In facilitating this process care needs to be taken to ensure that participants do not start to report differences in the intervention, as distinct from outcomes. These are relevant to a causal analysis, but not to measurement of outcomes , which is the focus here.
The results from this first stage will be a nested classification in the form of a tree with various branches, each representing one or more projects pursuing a particular set of outcomes, as described by the multiple distinctions made at each point in the branch.
Here is an example of a hierarchical card sorting of projects funded in Bangladesh by an Australian NGO in the early 1990s [Caveat: It was developed way before the idea for this blog posting emerged, but it gives an idea of the type of tree structure that can be produced using a Hierarchical Card Sort. It is more focused on means rather than ends, so please bear this in mind.]


  • Second stage: Participants are then asked to make choices at each branching point in the tree, starting from the base of the tree. They are asked to identify which type of outcome (represented by the two diverging branches) they think it is more important for the portfolio owner to be seeking to achieve. When this question is re-iterated down all branches of the tree this will enable a complete ranking of outcome configurations (branches) to be identified. 

Score construction: A simple table would then be generated in Excel where rows = projects and columns detailed (a) project specific ratings, (b) outcome weightings (i.e. the ranking of the branch that the project belonged to), (c) the product of the rating and weighting values.

Next: Now I need some real life examples, to show how this works in practice…and/or to discover the practical difficulties of using this approach.

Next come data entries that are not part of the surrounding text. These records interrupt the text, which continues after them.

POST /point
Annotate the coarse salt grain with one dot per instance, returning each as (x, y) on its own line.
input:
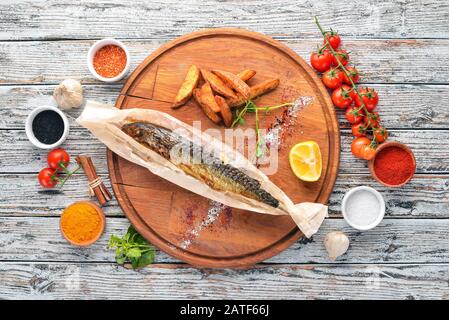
(362, 208)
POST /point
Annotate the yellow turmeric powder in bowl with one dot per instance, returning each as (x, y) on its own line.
(82, 223)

Any offers?


Postscript 1: Generating project ratings from pair comparisons. In my earlier version of this blog I explored the potential of a pair comparison method as a means of coming up with an overall ranking of project outcomes in a portfolio. The downside of this, as pointed out by Tom Thomas reflecting on PRA experiences, was that pair comparisons can be very time consuming and the time cost rises exponentially as the number of entities being compared increases.The number of pair comparaiosn = N to the power of N.

In the process of exploring this approach I ended up reading some of the literature on sorting algorithms. Processing cost (i.e. time taken to make comparisons of items) is one of the criteria that is used to assess the value of a sorting algorithm. Not surprisingly perhaps there is a huge variety of sorting algorithms. One which I have developed is described in this short Word file (NB: It was probably already developed by someone else many years ago!)

More recently still (April 2015), I have just finished reading Computational Fairy Tales by Jeremy Kubica, which I recommend to beginners in this area (such as me). In that book the author describes something called a QuickSort sorting algorithm, which sounds very useful for minimising the number of pair comparison needed to generate a complete ranking of a set of cases of interest. On average it works well, but in the worst case it can require N to the power of No comparisons. But this worst case wont apply when humans are doing the sorting because they can pick what are called "pivot" cases more purposively, whereas the computerised algorithm uses random choices. Good human choices of pivot cases with approximate median values should mean the sorting process is as quick as it can be with this type of algorithm.